Euroscepticism is on the rise across the continent as far-right parties grow in influence. Nearly a third of European voters now support far-right parties, compared with just 3% in the mid-2000s, according to the London-based Center for Economic Policy Research (CEPR).
However, despite the mistrust, many Bulgarians are happy about joining the eurozone, especially companies that trade across borders and those in the tourism industry. A government sign in Sofia displays the message: “Common past, common future, common currency.”
Should EU member states adopt the euro?
Yes, all 27 EU member states are legally obliged to use the euro, but there is no set deadline by which they must adopt the euro. Member states have the right to postpone adoption and set their own timetables, and the EU publishes its own report every two years assessing member states’ readiness to join the eurozone.
In January 2023, Croatia became the last EU member state to adopt the euro, abandoning it at a rate of 7.53 kuna (KN) to 1 euro. It joined the EU in 2013.

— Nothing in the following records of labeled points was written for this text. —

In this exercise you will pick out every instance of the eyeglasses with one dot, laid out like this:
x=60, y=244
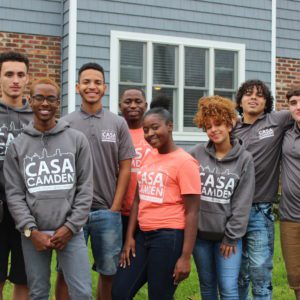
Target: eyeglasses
x=293, y=102
x=41, y=99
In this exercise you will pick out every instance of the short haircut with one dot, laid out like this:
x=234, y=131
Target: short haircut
x=293, y=91
x=93, y=66
x=261, y=86
x=44, y=80
x=135, y=89
x=14, y=56
x=160, y=106
x=219, y=108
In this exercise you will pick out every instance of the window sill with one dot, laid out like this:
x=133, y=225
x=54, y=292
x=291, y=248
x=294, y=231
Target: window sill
x=190, y=136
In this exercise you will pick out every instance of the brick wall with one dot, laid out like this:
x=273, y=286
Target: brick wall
x=287, y=75
x=44, y=53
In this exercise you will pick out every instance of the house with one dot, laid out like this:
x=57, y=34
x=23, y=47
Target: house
x=184, y=48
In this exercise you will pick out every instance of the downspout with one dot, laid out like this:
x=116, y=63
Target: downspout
x=273, y=52
x=72, y=42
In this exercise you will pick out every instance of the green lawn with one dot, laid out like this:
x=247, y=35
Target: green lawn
x=189, y=289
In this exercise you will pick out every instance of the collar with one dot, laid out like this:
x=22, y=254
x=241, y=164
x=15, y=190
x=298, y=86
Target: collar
x=296, y=128
x=242, y=123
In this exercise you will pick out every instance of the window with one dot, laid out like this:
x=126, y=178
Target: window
x=183, y=69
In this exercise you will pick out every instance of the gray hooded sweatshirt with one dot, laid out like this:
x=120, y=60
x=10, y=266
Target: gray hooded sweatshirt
x=227, y=192
x=48, y=178
x=12, y=122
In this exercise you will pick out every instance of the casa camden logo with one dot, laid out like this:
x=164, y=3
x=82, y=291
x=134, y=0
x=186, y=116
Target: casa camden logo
x=108, y=136
x=217, y=186
x=49, y=172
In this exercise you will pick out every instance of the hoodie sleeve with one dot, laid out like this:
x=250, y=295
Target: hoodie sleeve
x=16, y=191
x=84, y=187
x=241, y=204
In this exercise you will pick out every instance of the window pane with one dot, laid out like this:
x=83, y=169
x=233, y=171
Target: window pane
x=132, y=62
x=172, y=94
x=164, y=64
x=224, y=69
x=191, y=98
x=229, y=95
x=195, y=67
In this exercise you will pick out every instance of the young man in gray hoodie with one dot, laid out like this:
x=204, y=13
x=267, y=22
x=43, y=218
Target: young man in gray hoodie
x=49, y=189
x=112, y=150
x=15, y=113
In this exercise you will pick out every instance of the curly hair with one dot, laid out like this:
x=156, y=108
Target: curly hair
x=216, y=107
x=14, y=56
x=44, y=80
x=261, y=87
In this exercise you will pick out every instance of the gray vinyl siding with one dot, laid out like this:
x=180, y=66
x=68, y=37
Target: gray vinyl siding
x=229, y=21
x=42, y=17
x=288, y=28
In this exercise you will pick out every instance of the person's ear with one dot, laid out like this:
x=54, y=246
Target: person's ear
x=170, y=126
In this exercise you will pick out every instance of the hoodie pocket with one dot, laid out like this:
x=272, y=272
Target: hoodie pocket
x=211, y=225
x=50, y=213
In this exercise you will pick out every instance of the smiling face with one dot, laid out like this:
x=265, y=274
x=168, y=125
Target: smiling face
x=13, y=79
x=91, y=87
x=294, y=107
x=158, y=132
x=44, y=110
x=253, y=102
x=133, y=106
x=218, y=132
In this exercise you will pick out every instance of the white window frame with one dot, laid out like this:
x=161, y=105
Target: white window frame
x=149, y=39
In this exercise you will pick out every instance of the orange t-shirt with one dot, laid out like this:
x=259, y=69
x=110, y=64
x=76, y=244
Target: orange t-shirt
x=162, y=180
x=142, y=148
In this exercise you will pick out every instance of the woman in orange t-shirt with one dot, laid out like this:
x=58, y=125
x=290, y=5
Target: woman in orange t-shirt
x=166, y=206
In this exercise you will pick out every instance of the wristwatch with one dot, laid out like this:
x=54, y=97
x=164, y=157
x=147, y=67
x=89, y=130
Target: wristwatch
x=27, y=231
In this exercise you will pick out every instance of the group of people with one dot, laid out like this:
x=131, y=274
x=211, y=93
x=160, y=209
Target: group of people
x=146, y=205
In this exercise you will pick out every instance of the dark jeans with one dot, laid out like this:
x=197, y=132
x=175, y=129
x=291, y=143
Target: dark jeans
x=157, y=252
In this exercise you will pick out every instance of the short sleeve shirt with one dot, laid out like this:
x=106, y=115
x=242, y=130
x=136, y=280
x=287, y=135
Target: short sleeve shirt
x=110, y=142
x=162, y=180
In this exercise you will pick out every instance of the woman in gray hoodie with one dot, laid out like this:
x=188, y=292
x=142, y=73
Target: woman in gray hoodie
x=227, y=179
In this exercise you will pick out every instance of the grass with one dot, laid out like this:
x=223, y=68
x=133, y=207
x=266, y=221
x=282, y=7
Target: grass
x=189, y=289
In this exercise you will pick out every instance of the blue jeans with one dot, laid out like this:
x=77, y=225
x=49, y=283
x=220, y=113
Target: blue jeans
x=105, y=229
x=215, y=272
x=73, y=261
x=258, y=249
x=157, y=252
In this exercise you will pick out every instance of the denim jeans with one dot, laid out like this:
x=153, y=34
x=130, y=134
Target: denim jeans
x=215, y=272
x=157, y=252
x=73, y=261
x=105, y=229
x=258, y=249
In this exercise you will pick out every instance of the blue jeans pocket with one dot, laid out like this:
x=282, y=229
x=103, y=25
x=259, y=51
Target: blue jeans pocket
x=266, y=210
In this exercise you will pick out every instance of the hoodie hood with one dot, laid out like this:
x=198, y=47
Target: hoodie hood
x=233, y=154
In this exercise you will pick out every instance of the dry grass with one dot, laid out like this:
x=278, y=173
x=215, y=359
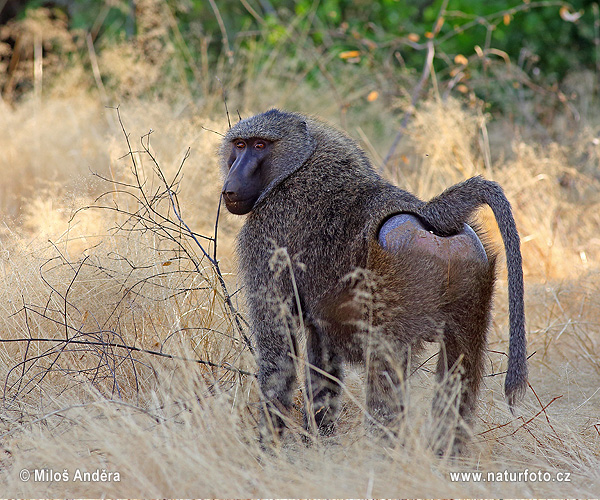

Six EU member states are not yet members of the eurozone: Poland (zloty), Denmark (krone), Hungary (forint), Romania (leu), Sweden (krona), and the Czech Republic (koruna).
Most countries choose to maintain their national currencies in order to maintain independence from the ECB on important issues such as growth rates, managing inflation, and national debt, and to be able to choose to devalue their currencies. Only the Romanian government has set a tentative deadline of 2027 or 2028 for joining the single currency.
Under the 1992 Edinburgh Agreement, Denmark became the only member state with a special opt-out agreement with the EU after Danish voters rejected the Maastricht Treaty in a referendum and instead voted to retain the krone. In the second referendum on eurozone membership in 2000, 53.2% of voters again answered “no”.
The UK, which was an EU member state until 2020, secured an opt-out during the Maastricht Treaty negotiations in 1992 and never adopted the euro.
When it was founded in 1999, 1 euro was worth about $1.17; today it is worth $1.18. Against the pound, the euro was originally priced at around £0.70, but the current rate is around £0.87.